By Army Sgt. Brian Calhoun
South Carolina National Guard
HARLEYVILLE, S.C., Jan. 31, 2014 – As a winter storm was gearing up to blast the southeastern portion of the United States with snow and ice, members of the South Carolina National Guard at the Joint Operations Center in West Columbia, S.C., kept a watchful eye on weather maps and began preparations to address potential impacts around the state.
The South Carolina troops were among about 780 National Guard members who responded in Alabama, Georgia, Louisiana, North Carolina and South Carolina after governors declared states of emergency.
By mid-day Jan. 28, South Carolina Gov. Nikki Haley declared a state of emergency and the JOC, working in support of the South Carolina Emergency Management Division, executed its first official request for support. The tasking was to launch four wrecker teams to be ready to assist the South Çarolina Department of Public Safety.
Within hours, the individual wrecker teams were making final checks on equipment and getting prepared for around-the-clock operations. One wrecker team consists of eight soldiers, one wrecker and two Humvees.
The teams moved to strategic locations throughout South Carolina in Florence, North Charleston, Columbia and Orangeburg to support the state’s Highway Patrol in aiding motorists and keeping the roadways clear.
“Our teams were given radios by the highway patrol and were in direct communication with state troopers and monitored the situation throughout the night,” said Army Maj. Andrew Newell, night battle captain of the JOC and officer in charge.
Army Staff Sgt. Christopher Gartner and other members of the South Carolina National Guard’s 1118th Forward Support Company from Summerville were deployed with their equipment to the South Carolina State Transport Police weigh station on the eastbound side of I-26 at mile marker 73 near Harleyville.
Shortly after midnight as ice started accumulating, a call went out to help a family traveling in a small car that had skidded off the road, landing them in the median and unable to move.
“We dispatched a team to help the distressed family,” said Gartner, the team’s noncommissioned officer in charge. “We were able to quickly get their automobile back on the road safely and they continued on their way.”
The 10-ton heavy-duty wrecker is designed to perform in extreme circumstances and is capable of maneuvering in any type of terrain, including water, snow or mud.
“After completing our initial recovery, we were asked by the highway patrol to help an 18-wheeled tractor-trailer that had overturned,” Gartner said.

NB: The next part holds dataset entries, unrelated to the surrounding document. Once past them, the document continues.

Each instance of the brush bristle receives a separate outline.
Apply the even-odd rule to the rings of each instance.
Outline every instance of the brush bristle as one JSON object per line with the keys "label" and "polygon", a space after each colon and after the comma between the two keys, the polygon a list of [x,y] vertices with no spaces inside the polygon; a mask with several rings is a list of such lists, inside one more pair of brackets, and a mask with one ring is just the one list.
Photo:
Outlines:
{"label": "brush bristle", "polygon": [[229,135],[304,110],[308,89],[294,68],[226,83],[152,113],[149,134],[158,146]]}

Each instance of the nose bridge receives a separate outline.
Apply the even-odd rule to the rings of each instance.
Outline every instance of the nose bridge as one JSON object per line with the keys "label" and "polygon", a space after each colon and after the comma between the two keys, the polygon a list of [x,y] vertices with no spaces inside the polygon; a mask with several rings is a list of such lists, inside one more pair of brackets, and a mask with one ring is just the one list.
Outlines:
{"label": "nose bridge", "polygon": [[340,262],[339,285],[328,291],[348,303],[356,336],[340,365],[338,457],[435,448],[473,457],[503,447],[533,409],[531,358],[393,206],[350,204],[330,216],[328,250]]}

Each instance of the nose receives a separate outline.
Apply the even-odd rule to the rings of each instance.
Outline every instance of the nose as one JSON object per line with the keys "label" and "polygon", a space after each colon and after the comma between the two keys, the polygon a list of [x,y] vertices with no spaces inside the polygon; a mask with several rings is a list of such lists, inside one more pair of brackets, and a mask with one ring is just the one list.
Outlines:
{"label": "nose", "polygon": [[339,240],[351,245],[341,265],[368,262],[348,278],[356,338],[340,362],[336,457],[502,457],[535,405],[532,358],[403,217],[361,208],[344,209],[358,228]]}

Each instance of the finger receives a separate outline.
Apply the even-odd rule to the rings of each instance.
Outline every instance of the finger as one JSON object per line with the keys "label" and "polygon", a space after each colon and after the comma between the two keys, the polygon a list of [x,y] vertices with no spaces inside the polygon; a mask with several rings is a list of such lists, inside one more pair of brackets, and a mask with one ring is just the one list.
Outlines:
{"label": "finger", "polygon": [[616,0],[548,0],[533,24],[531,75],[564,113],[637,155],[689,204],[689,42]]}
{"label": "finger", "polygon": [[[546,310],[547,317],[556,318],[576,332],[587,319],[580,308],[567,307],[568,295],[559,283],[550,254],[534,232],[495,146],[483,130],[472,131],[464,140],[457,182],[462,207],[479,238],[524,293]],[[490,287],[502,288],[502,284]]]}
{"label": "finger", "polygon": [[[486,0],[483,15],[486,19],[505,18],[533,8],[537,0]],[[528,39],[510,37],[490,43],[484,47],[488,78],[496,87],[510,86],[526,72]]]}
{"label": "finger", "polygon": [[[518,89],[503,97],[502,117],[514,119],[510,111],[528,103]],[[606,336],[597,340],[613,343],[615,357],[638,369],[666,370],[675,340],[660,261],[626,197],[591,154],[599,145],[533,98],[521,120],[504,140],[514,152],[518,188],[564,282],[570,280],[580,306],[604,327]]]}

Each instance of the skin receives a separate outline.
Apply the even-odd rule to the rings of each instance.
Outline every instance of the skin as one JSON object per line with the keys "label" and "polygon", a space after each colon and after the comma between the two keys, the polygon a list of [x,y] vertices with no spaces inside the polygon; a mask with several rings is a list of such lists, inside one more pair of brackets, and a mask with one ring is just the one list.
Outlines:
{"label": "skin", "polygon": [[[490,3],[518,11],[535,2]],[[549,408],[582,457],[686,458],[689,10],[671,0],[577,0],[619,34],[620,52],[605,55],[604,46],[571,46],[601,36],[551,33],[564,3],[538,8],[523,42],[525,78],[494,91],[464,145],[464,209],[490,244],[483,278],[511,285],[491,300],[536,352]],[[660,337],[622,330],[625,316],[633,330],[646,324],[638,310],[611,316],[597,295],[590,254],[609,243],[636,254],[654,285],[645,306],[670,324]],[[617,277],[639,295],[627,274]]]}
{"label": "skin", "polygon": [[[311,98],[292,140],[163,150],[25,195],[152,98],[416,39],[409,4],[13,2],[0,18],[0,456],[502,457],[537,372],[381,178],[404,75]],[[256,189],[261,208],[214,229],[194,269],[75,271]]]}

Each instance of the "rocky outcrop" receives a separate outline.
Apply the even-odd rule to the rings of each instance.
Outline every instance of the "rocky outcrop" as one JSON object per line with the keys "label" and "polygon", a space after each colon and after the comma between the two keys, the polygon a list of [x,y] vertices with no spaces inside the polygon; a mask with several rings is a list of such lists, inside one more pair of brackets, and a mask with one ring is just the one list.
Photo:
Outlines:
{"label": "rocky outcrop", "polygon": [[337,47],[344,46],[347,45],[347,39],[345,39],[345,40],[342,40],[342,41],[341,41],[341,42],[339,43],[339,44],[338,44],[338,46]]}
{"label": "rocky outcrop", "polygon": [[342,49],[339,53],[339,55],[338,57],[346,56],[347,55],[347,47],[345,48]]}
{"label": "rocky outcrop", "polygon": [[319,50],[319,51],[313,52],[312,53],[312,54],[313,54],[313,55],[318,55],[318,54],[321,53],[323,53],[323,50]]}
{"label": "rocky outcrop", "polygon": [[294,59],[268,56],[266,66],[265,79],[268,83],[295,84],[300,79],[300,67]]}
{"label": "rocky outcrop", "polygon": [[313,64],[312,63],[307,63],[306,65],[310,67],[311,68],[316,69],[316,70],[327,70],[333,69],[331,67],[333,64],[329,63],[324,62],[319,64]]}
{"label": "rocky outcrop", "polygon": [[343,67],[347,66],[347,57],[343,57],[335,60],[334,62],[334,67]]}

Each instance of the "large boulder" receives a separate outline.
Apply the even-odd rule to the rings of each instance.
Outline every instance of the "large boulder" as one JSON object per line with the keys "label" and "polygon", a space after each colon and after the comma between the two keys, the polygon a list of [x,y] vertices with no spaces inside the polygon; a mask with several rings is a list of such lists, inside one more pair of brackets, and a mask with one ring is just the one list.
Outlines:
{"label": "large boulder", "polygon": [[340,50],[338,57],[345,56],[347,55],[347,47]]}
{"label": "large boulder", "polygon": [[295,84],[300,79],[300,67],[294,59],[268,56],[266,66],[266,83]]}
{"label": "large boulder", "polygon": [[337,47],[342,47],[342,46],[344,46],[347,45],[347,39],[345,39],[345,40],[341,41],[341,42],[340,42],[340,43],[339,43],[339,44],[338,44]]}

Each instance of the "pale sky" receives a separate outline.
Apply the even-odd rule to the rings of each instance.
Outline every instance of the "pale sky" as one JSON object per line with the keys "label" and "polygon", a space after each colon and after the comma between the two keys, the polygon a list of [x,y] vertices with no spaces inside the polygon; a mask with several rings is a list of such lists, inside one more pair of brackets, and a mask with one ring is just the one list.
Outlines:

McMurry said that in conjunction with a wrecking company on normal rotation, both were able to hook up and help drag the cab and trailer out of the roadway which helped to reopen the road.
For Army Sgt. Kevin Cobbs, a wrecker operator with the 1118th FSC who also works as a civilian truck driver, assisting with recovery operations hit close to home.
Elsewhere in other hard-hit areas across the Deep South:
– Georgia National Guard members assisted at least 500 stranded motorists and rescued children from stuck school buses;
– Louisiana Guard soldiers and airmen hauled more than 93 cubic yards of salt and 180 cubic yards of sand and spread more than 85,340 pounds of sand, as well as cleared more than 198 miles of roadways, and
– In Georgia, a UH60 Blackhawk helicopter flew two missions Jan. 29 to transport 60 cases of meals, ready to eat and 1,000 bottles of water.